Transformations, Actions, Caching

Recall

In Scala sequential collections, we have:

Transformer

It returns new collections.
Accessor

It returns single values.

Basic

In Spark, we have:

Transformation

It returns new RDDs. It's lazy.
Action

It return the computed results of RDDs. It's eager.

It's very important that transform is lazy and action is eager. It's how Spark reduces the network latency.

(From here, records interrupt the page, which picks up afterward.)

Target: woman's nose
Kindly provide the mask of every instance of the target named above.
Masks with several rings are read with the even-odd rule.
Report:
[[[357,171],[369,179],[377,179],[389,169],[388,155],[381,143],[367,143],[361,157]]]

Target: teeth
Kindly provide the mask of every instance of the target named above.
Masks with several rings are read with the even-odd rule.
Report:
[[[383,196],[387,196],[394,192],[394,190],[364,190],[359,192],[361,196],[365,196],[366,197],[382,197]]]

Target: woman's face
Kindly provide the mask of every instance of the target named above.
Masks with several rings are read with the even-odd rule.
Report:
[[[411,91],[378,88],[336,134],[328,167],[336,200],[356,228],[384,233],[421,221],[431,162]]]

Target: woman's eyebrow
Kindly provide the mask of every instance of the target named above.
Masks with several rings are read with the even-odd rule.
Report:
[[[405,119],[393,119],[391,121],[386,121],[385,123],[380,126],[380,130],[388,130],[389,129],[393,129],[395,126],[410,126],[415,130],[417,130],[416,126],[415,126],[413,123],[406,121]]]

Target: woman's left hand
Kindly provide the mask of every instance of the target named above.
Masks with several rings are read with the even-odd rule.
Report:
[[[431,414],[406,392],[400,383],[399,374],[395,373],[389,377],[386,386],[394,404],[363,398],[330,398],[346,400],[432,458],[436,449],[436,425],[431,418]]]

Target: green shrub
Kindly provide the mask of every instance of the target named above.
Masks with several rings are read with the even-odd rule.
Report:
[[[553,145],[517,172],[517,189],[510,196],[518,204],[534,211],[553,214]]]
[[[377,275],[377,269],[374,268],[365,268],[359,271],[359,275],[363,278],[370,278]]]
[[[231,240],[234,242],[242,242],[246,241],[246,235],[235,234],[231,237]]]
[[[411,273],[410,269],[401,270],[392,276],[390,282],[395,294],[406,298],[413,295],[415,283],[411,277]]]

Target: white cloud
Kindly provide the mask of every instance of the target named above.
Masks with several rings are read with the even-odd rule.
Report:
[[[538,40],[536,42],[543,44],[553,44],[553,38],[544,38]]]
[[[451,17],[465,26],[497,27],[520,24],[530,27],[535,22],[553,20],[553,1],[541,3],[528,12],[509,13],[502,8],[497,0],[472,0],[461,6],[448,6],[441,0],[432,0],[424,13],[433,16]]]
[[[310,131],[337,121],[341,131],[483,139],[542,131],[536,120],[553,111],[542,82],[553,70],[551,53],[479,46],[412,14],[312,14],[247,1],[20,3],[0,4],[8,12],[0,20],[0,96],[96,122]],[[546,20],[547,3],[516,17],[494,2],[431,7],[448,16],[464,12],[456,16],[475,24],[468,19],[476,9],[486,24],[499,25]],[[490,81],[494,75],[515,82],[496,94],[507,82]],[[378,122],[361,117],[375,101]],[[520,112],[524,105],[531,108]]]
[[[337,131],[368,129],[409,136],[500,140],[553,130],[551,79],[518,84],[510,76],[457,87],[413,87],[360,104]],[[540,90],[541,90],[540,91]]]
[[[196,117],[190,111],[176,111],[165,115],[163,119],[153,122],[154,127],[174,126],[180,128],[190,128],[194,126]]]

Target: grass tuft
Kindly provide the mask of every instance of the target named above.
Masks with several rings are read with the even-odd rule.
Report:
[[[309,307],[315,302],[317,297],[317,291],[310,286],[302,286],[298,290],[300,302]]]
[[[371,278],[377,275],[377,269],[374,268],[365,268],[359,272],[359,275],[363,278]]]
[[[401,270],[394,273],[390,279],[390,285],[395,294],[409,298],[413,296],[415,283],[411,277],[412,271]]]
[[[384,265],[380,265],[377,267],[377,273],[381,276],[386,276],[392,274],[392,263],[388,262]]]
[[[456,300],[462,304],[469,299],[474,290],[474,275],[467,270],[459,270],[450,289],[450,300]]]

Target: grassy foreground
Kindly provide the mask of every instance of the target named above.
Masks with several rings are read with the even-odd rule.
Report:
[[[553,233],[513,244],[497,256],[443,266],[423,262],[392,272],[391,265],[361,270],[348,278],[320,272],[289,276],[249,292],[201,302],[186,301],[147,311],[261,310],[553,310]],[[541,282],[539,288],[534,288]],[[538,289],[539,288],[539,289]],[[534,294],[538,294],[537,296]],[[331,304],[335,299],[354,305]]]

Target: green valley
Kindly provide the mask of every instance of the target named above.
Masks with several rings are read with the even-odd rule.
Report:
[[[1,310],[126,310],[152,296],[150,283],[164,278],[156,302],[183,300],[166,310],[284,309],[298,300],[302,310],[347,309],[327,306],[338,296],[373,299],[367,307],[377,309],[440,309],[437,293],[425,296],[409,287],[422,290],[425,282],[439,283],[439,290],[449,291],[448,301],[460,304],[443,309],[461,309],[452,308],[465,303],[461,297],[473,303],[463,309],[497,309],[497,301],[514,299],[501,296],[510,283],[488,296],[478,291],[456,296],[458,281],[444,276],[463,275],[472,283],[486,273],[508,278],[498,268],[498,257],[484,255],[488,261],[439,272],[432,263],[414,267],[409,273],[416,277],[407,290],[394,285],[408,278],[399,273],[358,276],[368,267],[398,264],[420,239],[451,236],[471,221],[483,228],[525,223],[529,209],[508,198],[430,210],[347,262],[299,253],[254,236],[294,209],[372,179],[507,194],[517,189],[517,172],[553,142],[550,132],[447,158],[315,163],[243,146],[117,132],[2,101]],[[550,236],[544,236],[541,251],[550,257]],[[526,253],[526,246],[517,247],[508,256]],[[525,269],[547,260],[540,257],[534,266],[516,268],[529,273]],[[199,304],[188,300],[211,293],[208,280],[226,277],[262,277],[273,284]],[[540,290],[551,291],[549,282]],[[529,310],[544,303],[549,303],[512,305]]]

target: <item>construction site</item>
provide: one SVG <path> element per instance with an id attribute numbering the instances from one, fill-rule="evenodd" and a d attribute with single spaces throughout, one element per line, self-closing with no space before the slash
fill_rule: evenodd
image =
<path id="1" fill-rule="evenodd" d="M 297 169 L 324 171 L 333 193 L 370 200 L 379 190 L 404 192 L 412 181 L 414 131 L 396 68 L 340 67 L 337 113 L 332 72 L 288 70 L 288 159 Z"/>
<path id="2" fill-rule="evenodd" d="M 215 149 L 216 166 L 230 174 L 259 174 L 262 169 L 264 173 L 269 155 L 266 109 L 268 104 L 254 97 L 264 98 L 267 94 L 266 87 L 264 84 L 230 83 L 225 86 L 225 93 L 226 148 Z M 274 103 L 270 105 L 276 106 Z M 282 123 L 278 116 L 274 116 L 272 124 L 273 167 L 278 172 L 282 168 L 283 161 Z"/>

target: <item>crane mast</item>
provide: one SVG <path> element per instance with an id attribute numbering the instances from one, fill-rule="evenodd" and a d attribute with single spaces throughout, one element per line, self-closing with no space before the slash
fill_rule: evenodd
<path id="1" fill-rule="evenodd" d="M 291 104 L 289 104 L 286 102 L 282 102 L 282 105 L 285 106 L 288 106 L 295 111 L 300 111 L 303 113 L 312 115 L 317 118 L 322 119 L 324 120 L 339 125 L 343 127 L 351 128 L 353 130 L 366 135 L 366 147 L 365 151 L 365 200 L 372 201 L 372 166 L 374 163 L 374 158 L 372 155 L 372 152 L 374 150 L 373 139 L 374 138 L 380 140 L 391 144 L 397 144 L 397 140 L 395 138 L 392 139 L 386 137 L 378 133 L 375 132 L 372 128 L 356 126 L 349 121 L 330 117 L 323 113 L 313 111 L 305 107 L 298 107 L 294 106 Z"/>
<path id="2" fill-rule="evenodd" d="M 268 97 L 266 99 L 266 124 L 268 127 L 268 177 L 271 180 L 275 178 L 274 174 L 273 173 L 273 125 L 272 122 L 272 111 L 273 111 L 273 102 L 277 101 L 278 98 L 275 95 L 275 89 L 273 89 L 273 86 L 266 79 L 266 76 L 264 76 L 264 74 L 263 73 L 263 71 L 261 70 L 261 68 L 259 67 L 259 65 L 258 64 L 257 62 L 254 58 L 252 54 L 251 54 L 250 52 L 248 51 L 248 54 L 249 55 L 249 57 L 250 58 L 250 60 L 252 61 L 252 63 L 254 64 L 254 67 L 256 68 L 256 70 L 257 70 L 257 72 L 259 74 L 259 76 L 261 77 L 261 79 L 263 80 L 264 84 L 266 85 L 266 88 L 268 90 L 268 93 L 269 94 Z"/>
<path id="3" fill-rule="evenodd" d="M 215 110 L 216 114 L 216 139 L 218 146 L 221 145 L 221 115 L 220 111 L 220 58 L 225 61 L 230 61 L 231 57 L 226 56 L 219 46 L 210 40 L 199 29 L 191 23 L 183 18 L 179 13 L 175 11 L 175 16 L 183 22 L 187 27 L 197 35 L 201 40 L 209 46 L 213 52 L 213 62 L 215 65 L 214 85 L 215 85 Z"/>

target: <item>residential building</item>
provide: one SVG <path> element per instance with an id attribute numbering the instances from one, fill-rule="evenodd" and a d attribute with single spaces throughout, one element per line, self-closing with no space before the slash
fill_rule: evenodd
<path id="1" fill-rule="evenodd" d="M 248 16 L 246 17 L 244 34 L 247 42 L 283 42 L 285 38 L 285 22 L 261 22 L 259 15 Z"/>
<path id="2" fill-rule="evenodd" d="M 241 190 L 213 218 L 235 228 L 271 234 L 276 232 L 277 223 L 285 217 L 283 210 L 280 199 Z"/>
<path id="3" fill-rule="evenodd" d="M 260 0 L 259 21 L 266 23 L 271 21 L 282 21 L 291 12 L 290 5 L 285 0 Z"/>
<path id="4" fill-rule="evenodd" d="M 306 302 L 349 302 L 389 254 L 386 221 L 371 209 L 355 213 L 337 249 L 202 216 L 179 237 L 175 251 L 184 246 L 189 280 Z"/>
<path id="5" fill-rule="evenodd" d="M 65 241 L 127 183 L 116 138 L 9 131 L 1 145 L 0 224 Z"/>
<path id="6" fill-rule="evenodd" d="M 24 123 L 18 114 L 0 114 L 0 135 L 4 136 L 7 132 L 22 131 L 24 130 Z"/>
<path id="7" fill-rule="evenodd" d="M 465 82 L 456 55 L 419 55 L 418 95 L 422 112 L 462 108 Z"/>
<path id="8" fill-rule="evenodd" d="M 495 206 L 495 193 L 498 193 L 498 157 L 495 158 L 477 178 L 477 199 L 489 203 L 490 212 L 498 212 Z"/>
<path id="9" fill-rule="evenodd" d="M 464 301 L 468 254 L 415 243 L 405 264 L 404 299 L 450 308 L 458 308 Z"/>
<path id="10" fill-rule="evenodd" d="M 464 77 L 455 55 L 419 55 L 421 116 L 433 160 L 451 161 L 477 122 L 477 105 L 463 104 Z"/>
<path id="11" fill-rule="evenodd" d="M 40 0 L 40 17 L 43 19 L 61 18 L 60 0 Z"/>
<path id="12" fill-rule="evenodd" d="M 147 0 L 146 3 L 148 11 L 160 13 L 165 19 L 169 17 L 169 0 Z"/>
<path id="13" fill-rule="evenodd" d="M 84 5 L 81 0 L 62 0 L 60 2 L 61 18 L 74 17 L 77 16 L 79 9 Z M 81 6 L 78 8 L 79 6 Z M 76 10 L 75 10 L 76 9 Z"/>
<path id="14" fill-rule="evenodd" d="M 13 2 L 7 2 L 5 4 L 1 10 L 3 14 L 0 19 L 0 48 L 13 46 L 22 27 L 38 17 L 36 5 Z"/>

For example, if we apply map on a RDD:

// use parallelize function of SparkContext(sc)
// to create a RDD from a Scala collection
val wordsRDD = sc.parallelize(largeList)
val lengthsRDD = wordsRDD.map(_.length)

Nothing happens on the clusters yet. lengthsRDD is just a reference. The actual compution is invoked only by actions.

val totalLength = lengthsRDD.reduce(_ + _)
// Now, the map function runs on the clusters,
// and the total length is computed.

Common functions

Transformations (lazy)
- map
- flatMap
- filter
- distinct
  
  get the distincts element from RDD.
Actions (eager)
- collect
  
  return all the elements of RDD
- count
  
  return the number of elements in RDD
- take
  
  return first n elements of RDD
- reduce
  
  combine all the elements in RDD
- foreach
  
  apply a function on each element of RDD

Caching

So far, we have discussed the common points between Spark and Scala collection. Now, let's talk about a main difference between these two, caching.

Spark allows user to cache the data in memory to improve the performance.

We use persist() to cache data.

val logs = largeLogs.filter(_.contains("error")).persist()
val firstLogs = logs.take(10)

In this case, after firstLogs is computed, Spark will cache logs for faster future access.